Critics have condemned the decision, saying it raises the risk for the spread of nuclear weapons — otherwise known as proliferation risk — and undermines efforts by companies to convert to using safer materials.
“It’s irresponsible and unnecessary,” Alan Kuperman, a University of Texas professor and founding coordinator of the Nuclear Proliferation Prevention Project, an organization dedicated to preventing the spread of nuclear technologies for the construction of nuclear weapons, told Reuters. He remarked that the Energy Department’s decision was “akin to putting the soccer ball in your own net.”
Kuperman argues that waiving the ban undermines companies that are trying to convert to using low-enriched uranium, a material that does not offer proliferation risks, as well as startups that have chosen to make medical materials without HEU. Exports of any amount of HEU are risky, as they can be intercepted by militants to make weapons. The 2016 bombers who detonated themselves in Brussels, for instance, were found to have covertly filmed movements of the leader of Belgium’s nuclear research program, according to Reuters.

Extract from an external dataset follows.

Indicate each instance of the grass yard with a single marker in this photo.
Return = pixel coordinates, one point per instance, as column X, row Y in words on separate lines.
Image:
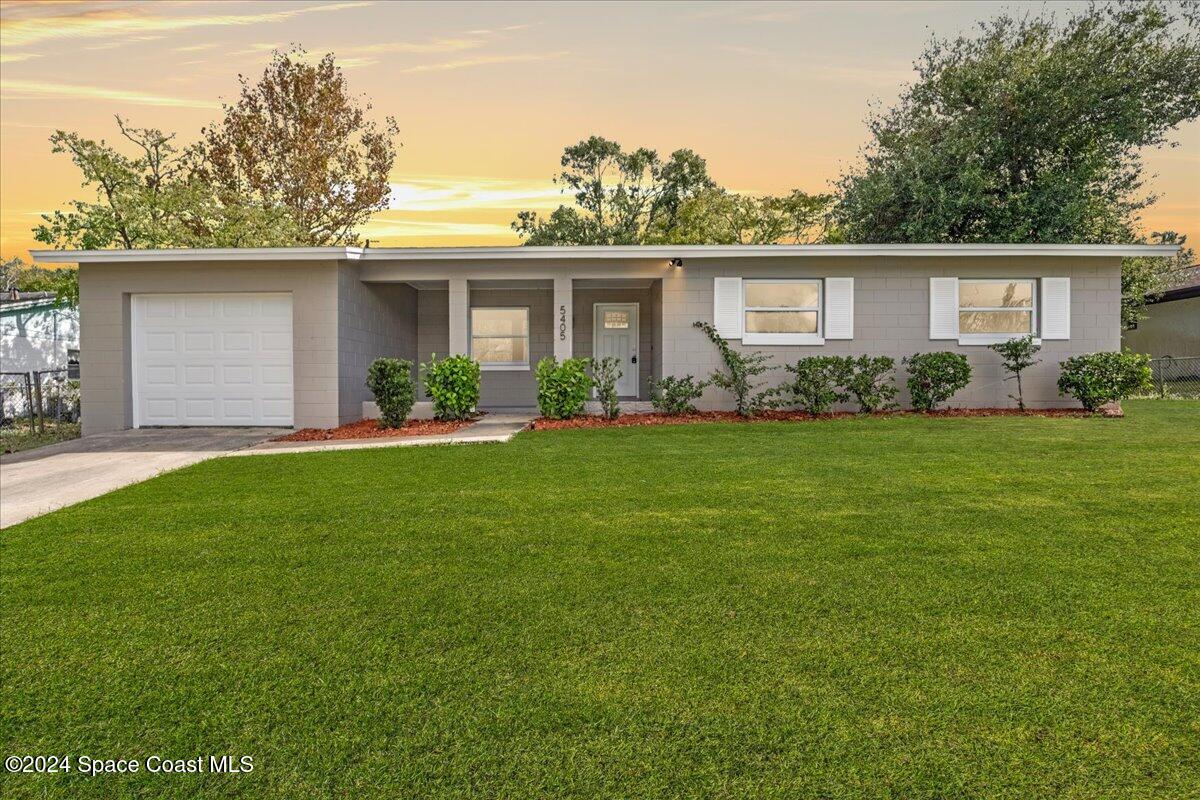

While this risk is low, experts in the nuclear industry advise that the U.S. refrain from shipping any HEU substances and instead rely on existing alternative options.
“The more of this material out there in circulation, the more dangerous it is,” Miles Pomper, a fellow at the James Martin Center for Nonproliferation Studies, told Reuters.
Mo-99 is the parent isotope of technetium-99m, a radioisotope used in nuclear medical scanning to help diagnose various forms of cancer and heart disease among other conditions. Efforts to produce Mo-99 without highly enriched uranium have risen in the last few years, with the Department of Energy’s National Nuclear Security Administration (DOE/NNSA) recently
providing financial awards to help four manufacturers do just that.
The ban was waived on January 2 by the U.S. Nuclear Regulatory Commission, one day before it was set to begin.